Asbury Students Played Key Role in $1 Million Grant
May 26, 2017
WILMORE, Ky. — Students in Asbury University’s Master of Social Work (MSW) program earned more than theoretical training during a fundraising class last semester. Through Asbury’s MSW Grantsmanship class, students learned what it takes to research, write and present a successful grant application for $1 million.
Students played a key role in the application for Asbury’s recently announced $1 million grant, which funds academic innovation through the new Collaborative Learning Center (CLC). Each student was assigned a portion of the application, and they exchanged ideas, questions, feedback and edits through Asbury’s online education platform.
Michael Stratford, Asbury’s Director of Foundation Relations & Grant Writing, taught the MSW Grantsmanship class. Stratford says the class provided invaluable professional experience for students, equipping them to help charitable organizations prepare compelling proposal requests for worthwhile projects.
“This was an incredibly exciting and valuable opportunity for each student involved,” Stratford said. “By participating in this hands-on project, they’ve both expanded their own professional toolkits as well as realized the satisfaction of knowing that their efforts will positively impact future generations of Asbury students.”
The grant represents many firsts, both for Asbury and for the MSW Program:
- The proposal is largest request ever submitted by an Asbury Grantsmanship class.
- The award is also the single largest grant Asbury has ever received from the James Graham Brown Foundation, the largest private foundation in Kentucky.
- The grant will complete a matching challenge to secure the naming of the CLC atrium in honor of former professor Don K. Winslow ’65, resulting in an additional $250,000 gift toward the CLC.
Aaron Sweigard ’16 (MSW ’18) says the class provided a valuable perspective on the postive impact charitable organizations can make.
“As I anticipate collaborating with many agencies in the future, it is beneficial to understand the ways in which organizations can partner with individuals and foundations to bring about lasting change in their communities,” he said. “Additionally, a more thorough concept of assessment and evaluation methodology will allow me to better show donors and potential donors the impacts of their gifts with both reliability and accuracy.”

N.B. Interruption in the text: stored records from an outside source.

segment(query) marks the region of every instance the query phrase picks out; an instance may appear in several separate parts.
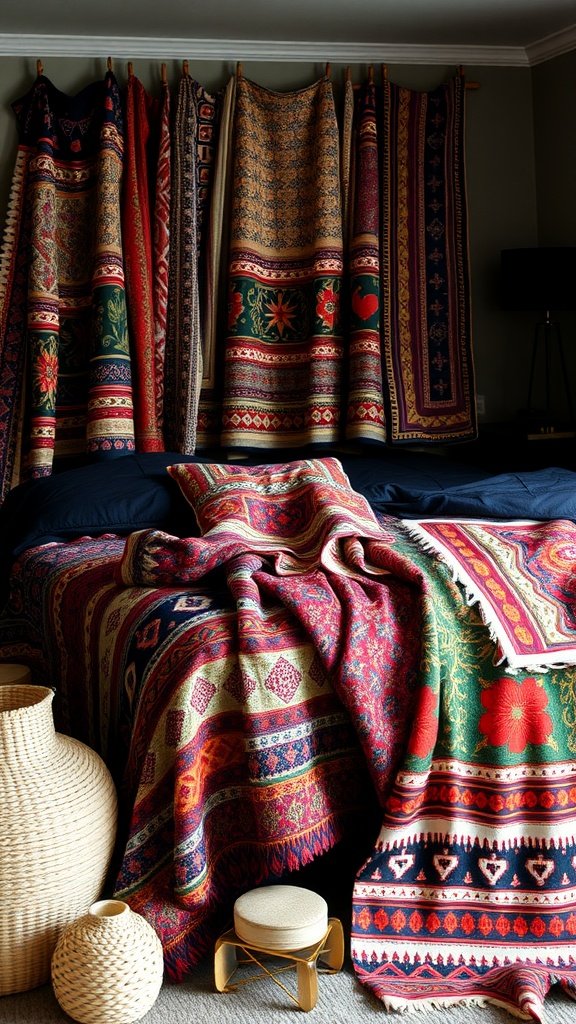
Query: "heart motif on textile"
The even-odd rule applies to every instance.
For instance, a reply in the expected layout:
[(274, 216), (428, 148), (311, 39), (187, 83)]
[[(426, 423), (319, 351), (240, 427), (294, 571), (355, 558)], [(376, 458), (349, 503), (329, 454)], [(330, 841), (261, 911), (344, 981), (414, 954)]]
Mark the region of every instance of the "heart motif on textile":
[(502, 874), (508, 869), (508, 862), (504, 857), (480, 857), (478, 861), (484, 878), (491, 886), (495, 886), (500, 881)]
[(388, 857), (388, 867), (395, 879), (401, 879), (414, 863), (413, 853), (394, 853)]
[(377, 295), (361, 295), (357, 288), (352, 297), (352, 308), (359, 319), (370, 319), (378, 308)]
[(526, 861), (526, 870), (530, 872), (537, 886), (543, 886), (553, 869), (553, 860), (543, 857), (541, 853), (537, 857), (531, 857)]
[(454, 868), (458, 866), (458, 859), (459, 858), (456, 857), (454, 854), (450, 855), (447, 853), (435, 854), (435, 856), (433, 857), (433, 864), (436, 867), (443, 882), (445, 881), (445, 879), (448, 878), (449, 874), (452, 874)]

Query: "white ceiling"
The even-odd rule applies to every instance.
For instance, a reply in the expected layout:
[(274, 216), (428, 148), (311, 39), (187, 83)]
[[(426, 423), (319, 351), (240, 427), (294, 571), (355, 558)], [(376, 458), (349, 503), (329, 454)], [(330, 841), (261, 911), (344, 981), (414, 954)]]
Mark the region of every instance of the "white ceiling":
[[(0, 52), (50, 37), (516, 47), (576, 35), (576, 0), (0, 0)], [(565, 48), (572, 48), (570, 47)], [(48, 52), (50, 47), (44, 48)], [(239, 55), (242, 55), (239, 51)]]

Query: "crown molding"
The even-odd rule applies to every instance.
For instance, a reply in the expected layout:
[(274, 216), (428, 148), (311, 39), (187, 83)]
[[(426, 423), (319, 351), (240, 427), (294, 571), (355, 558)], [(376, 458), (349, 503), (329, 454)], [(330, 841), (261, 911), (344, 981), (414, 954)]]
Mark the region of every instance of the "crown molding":
[(522, 46), (434, 46), (310, 40), (158, 39), (135, 36), (37, 36), (0, 33), (0, 56), (95, 56), (157, 60), (282, 60), (342, 63), (463, 65), (527, 68)]
[(310, 40), (158, 39), (151, 36), (39, 36), (0, 33), (0, 56), (94, 56), (166, 60), (282, 60), (528, 68), (576, 49), (576, 25), (523, 46), (330, 43)]
[(576, 25), (571, 25), (562, 32), (554, 32), (552, 36), (538, 39), (526, 47), (531, 66), (551, 60), (552, 57), (560, 57), (563, 53), (569, 53), (571, 50), (576, 50)]

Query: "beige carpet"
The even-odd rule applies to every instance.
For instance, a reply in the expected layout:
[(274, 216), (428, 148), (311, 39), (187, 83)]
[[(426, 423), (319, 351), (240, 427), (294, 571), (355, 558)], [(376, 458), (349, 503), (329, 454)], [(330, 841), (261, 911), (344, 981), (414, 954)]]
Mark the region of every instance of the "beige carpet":
[[(142, 1024), (374, 1024), (376, 1019), (404, 1019), (386, 1013), (380, 1002), (356, 980), (352, 969), (319, 979), (319, 998), (304, 1014), (273, 982), (255, 981), (238, 992), (216, 992), (212, 964), (206, 961), (181, 985), (164, 985)], [(574, 1024), (576, 1005), (552, 989), (546, 1000), (546, 1024)], [(414, 1024), (513, 1024), (515, 1018), (498, 1007), (452, 1007), (412, 1015)], [(66, 1024), (49, 985), (0, 996), (1, 1024)]]

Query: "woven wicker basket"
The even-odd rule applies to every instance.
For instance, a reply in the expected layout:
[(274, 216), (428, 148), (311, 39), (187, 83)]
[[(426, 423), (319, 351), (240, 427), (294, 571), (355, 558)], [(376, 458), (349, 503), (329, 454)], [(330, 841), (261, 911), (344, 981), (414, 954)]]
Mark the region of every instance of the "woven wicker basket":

In Asbury’s MSW program, students are not only equipped theoretical background and practical skills — they’re also grounded in a Christian worldview.
“Faith and spirituality interact with practice frequently in Asbury’s MSW program,” Sweigard said. “Specifically, there’s a drive to serve others, the belief that people and their circumstances are redeemable, the confidence in a very real purpose to life, the understanding that all people are created with value and dignity and the clear example of selfless service seen in the life of Jesus Christ.”